Cinéma et terrorisme, c’est les deux pôles moteurs de l’OEuvre cinématographique de R.W.Fassbinder. En 1975, le cinéaste décide d’expliciter son propos et de réaliser «Mutter Küsters fahrt zum Himmel» (RFA, 1975). Dirigeant encore Brigitte Mira, une de ses actrices fétiches, Fassbinder met en scène un nouveau traitement de son thème de prédilection : les réprouvés de la société. Le personnage de Mira, l’éponyme Maman Küsters, apprend le suicide de son mari et l’assassinat du patron par son même mari. Ainsi se désagrège la famille ou du moins s’ouvre les fissures qui la parcouraient déjà. Fassbinder expose la lente descente aux enfers de la mère. Rien de diabolique dans la descente, comme à l’accoutumé du cinéma fassbinderien, le tout découle d’un naturel presque blasé. C’est l’endoctrinement politique des partis et l’inculpation calomnieuse des journaux qui pervertiront le personnage initialement naïf de la mère. Le message politique est virulent, le film condamne les «lavages de cerveaux» politiciens et la dépravation qu’engendrent les journaux à scandale. Pas de doute, on est bien dans le cinéma de Fassbinder. Or que reste-t-il là de la plastique granuleuse, de l’ impureté de son esthétique ? Si fondamentalement, le film incorpore totalement la cohésion du cinéma de Fassbinder, formellement on peut se sentir dépaysé. C’est l’habitude de Fassbinder que d’instiller un style nouveau à chacune de ses œuvres, et c’est véritablement louable comme pour Dreyer. Mais l’aspect lisse qui caractérise «Mutter Küsters…» n’aide pas un décalage escarpé mais semble davantage produire du classicisme. Et quand on connaît l’admiration de Fassbinder pour Douglas Sirk et l’analogie qui semble lier le film avec les films de Sirk, on ne peut que constater le choix esthétique du film comme choix classique. Voyez «Das Liebe ist kalter als der Tod» (RFA, 1969), un des premier Fassbinder puis celui-ci est le fossé formel est saisissant.
C'est un fond politique que Fassbinder donne cette fois à son oeuvre. Elle est toujours du même genre répudié par les uns et loué par les autres comme un art, mais en faisant du paysage politique un élément central. Et c'est derrière la saleté graphique que se cachent les perles au niveau du texte, son intérêt reste donc intact.

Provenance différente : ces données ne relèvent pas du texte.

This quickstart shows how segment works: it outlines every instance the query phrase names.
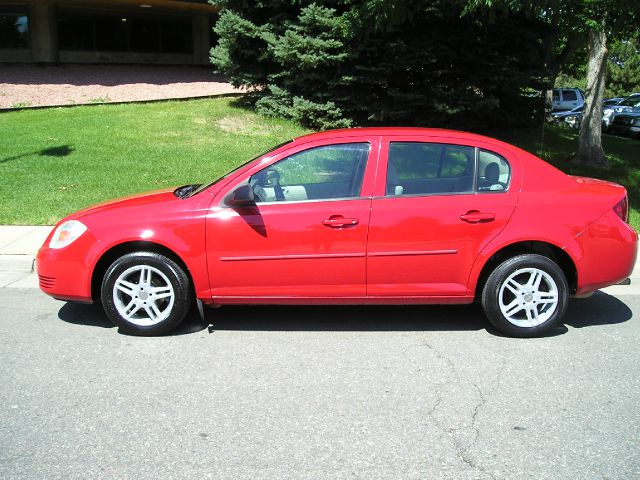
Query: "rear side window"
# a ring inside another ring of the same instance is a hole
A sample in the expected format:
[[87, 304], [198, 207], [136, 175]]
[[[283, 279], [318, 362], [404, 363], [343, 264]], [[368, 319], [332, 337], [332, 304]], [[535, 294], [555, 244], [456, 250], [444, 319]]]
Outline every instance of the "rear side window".
[[511, 182], [511, 167], [497, 153], [480, 150], [478, 154], [478, 192], [506, 192]]
[[460, 145], [391, 142], [387, 195], [471, 193], [475, 149]]

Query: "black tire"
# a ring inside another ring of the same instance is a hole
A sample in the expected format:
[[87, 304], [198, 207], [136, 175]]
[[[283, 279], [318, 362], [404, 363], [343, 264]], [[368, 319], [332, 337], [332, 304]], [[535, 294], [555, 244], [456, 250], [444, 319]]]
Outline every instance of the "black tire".
[[140, 336], [173, 330], [193, 301], [184, 270], [153, 252], [129, 253], [115, 260], [102, 279], [101, 294], [109, 319], [123, 332]]
[[535, 254], [502, 262], [482, 290], [485, 315], [500, 332], [512, 337], [546, 334], [564, 317], [568, 302], [563, 271], [549, 258]]

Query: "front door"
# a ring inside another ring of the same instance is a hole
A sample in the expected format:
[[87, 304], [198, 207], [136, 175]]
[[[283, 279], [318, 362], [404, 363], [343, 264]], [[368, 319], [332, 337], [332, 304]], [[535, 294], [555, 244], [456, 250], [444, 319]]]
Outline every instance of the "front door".
[[[372, 143], [298, 146], [223, 189], [207, 217], [212, 298], [295, 303], [364, 297], [378, 151]], [[227, 206], [225, 196], [247, 184], [255, 205]]]

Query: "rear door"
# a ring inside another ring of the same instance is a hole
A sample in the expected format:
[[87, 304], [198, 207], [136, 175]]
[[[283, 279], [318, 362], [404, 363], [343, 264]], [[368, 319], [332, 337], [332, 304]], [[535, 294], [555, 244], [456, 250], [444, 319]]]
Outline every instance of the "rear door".
[[517, 163], [492, 145], [383, 140], [372, 202], [367, 294], [464, 296], [475, 259], [514, 211]]

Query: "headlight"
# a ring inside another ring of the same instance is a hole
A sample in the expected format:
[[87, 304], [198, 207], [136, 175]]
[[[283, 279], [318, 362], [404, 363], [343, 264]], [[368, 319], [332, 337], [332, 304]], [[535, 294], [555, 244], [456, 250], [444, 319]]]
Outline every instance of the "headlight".
[[68, 220], [53, 232], [53, 236], [49, 241], [49, 248], [64, 248], [67, 245], [71, 245], [86, 231], [87, 227], [84, 223], [78, 220]]

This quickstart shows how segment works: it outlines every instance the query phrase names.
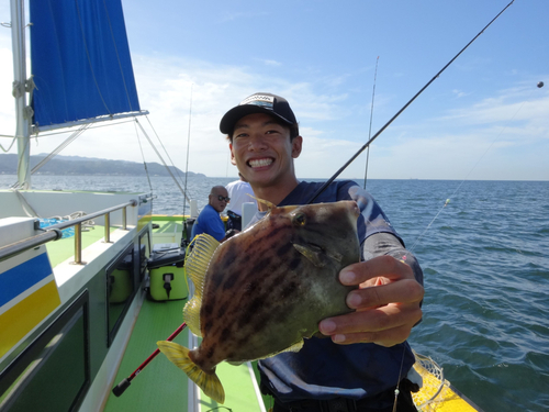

Enfin une rétrospective Fassbinder a Paris! C'est génial et ce serait dommage de la laisser passer car c'est rare! Il faut absolument découvrir ou redécouvrir les œuvres de ce cinéaste allemand ,d' une modernité et d' une humanité remarquables! "maman Kuster s'en va au ciel " nous raconte les conséquences du suicide d'un ouvrier pour sa famille et en particulier pour sa femme. Le travaille de la presse a scandale qui récupère ce fait divers et détruit la réputation d' un homme et de sa famille,mais aussi la récupération politique et l'embrigadement de cette femme seule et désespérée pour servir leur cause. Le film est pessimiste: immoralité de la presse,individualisme forcené voir égoïsme des êtres,délitement de la famille, régression sociale, crise économique, règne de la loi du plus fort et du paraitre,désillusion devant les idéaux politiques( communistes,anarchistes)et leur impuissance, désespoir ,solitude ... Bref ce film est d' une modernité implacable dans son constat social, et l'analyse des êtres humains et de la société est d' une finesse et d' une justesse implacable ! Fassbinder nous tend un miroir sans faux semblant et c'est visionnaire. A voir absolument ,comme ses autres films !
Un film d'un réalisme psychologique fin et sans scrupules, assez pessimiste et mélancolique. J'ai vu les deux fins différentes proposées par le réalisateur, et elles montrent une hésitation entre le parti pris du tragique et le choix du comique et d'une "happy end" surfaite et un peu ridicule... Le film balance entre ces deux pôles à plusieurs reprises. L'actrice principale, que j'avais déjà vu dans "Tous les hommes s'appellent Ali", remplit une fois de plus avec brio son rôle de femme délaissée et discréditée.
Un bon Fassbinder. Une peinture implacable du cynisme qui sous-tend les rapports humains. Un scenario inventif et étonnant, avec de bons rebondissements. Une plongée dans l'univers kitsch et coloré de l'allemagne des 70's. Mais que demander de plus ??
Un film très original qui fustige autant la cruauté de nos sociétés "capitalistes" que le cynisme et l'opportunisme dont font preuve les mouvements politiques qui se disent "antisystème" (à l'époque où le film a été réalisé, l'extrême-gauche marxisante)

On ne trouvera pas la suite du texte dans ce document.